4 Ders., Preußen – Geschichte eines Staates, Berlin 1966.
5 Ders., Rückblicke, 2. Aufl. Berlin 1963, S. 169.
6 Ders., Jüdischer Glaube in dieser Zeit. Prolegomena zur Grundlegung einer systematischen Theologie des Judentums, Berlin 1932.
7 Ders., Paulus. Die Theologie des Apostels im Lichte der jüdischen Religionsgeschichte, Tübingen 1959.
8 Wie Anm. 6.
9 Hans-Joachim Schoeps/Hans Blüher, Streit um Israel. Ein jüdisch-christliches Gespräch, Hamburg 1933.
10 Vgl.
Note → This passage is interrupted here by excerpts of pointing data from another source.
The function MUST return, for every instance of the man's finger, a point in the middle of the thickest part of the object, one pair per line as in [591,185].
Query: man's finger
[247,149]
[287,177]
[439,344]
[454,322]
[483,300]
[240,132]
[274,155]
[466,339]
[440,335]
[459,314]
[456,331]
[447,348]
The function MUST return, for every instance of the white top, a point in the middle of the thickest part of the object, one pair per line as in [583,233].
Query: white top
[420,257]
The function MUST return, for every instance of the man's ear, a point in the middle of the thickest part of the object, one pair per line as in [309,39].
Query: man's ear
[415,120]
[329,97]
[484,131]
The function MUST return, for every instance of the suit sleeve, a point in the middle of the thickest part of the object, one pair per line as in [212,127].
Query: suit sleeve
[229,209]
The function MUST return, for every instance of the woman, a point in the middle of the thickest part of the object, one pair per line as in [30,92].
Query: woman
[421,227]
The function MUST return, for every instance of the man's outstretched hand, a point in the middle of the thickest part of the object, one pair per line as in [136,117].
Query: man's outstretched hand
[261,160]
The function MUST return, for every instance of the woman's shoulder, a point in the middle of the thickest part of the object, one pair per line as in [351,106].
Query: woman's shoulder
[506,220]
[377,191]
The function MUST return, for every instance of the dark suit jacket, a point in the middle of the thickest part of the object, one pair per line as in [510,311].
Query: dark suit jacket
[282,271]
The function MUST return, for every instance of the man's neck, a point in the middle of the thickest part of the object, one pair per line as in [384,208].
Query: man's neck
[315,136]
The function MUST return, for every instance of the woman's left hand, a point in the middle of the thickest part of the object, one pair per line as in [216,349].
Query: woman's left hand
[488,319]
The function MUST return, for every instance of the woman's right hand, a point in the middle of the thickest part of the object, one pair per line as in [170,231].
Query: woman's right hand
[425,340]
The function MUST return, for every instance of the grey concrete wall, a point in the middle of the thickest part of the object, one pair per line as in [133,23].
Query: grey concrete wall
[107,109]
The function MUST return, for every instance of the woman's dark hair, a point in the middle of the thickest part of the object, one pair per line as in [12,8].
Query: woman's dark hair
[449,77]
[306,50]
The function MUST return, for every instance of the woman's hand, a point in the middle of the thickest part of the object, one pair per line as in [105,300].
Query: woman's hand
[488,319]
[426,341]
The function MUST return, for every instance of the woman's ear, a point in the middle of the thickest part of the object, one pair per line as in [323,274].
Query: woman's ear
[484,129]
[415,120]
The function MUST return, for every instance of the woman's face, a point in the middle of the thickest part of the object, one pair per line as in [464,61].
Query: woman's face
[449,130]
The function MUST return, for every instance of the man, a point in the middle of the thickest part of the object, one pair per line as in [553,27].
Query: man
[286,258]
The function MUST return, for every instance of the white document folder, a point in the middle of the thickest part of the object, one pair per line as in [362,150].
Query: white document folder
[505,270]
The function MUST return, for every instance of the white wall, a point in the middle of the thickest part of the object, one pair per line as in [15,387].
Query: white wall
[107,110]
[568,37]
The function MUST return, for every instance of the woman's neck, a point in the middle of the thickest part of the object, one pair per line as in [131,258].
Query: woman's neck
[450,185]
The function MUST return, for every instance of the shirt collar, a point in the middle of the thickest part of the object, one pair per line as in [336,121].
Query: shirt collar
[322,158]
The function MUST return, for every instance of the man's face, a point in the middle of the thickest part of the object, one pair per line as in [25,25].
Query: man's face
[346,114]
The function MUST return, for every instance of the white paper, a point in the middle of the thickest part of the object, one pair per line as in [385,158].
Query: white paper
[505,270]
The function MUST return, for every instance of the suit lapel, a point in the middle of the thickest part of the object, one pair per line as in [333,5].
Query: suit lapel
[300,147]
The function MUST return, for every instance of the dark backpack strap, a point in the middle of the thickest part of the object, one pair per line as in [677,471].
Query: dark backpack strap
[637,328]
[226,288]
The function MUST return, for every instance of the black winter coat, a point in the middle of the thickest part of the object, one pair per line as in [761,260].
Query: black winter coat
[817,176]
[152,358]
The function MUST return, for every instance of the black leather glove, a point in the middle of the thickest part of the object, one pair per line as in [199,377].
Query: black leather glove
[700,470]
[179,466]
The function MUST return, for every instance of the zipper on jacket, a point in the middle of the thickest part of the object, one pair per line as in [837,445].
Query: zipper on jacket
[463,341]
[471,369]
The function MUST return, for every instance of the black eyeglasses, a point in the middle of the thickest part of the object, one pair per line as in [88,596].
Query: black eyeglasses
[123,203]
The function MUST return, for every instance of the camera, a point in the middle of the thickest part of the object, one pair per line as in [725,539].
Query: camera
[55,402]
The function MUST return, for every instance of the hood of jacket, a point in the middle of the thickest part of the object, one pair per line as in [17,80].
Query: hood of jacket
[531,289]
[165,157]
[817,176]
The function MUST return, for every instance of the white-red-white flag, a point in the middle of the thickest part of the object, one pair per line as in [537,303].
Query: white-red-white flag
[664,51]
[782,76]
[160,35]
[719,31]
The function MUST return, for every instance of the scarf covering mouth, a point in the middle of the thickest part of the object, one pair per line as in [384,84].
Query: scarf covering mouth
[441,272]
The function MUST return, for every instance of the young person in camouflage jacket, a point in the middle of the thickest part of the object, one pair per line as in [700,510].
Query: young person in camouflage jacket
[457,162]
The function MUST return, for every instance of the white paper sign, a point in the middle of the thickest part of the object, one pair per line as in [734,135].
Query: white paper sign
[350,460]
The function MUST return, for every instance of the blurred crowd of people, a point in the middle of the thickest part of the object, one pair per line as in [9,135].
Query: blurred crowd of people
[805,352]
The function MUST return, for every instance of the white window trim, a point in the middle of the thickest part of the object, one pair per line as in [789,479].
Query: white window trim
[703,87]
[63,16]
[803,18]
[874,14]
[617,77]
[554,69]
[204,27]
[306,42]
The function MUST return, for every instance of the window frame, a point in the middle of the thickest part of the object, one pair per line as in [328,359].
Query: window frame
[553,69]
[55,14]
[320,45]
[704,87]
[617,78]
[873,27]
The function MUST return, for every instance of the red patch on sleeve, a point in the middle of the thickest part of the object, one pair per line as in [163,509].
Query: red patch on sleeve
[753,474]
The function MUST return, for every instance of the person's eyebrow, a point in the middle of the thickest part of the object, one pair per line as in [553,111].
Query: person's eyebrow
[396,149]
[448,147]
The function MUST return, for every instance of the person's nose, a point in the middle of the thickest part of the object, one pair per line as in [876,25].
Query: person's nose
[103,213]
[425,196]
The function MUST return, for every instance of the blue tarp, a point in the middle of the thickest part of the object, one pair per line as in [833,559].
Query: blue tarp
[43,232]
Hans-Joachim Schoeps, Soll Homosexualität strafbar bleiben?, in: Der Monat (1962) H. 171, S. 19-27, sowie sein Vorwort zur Neuausgabe von Blühers: Die Rolle der Erotik in der männlichen Gesellschaft, Stuttgart 1962.
11 Ders., Die Gleichschaltung oder der Zeitgeist übergibt sich, in: Ders.: Ja – Nein, S. 213-251, bes. 238-251.
12 Wolf Biermann, Sprechen wir Tacheles, in: Rheinischer Merkur, 13.3.2008.
13 Kurt Sontheimer, Erneuerung – auf alt, in: Frankfurter Hefte (1958) H. 8, S. 590.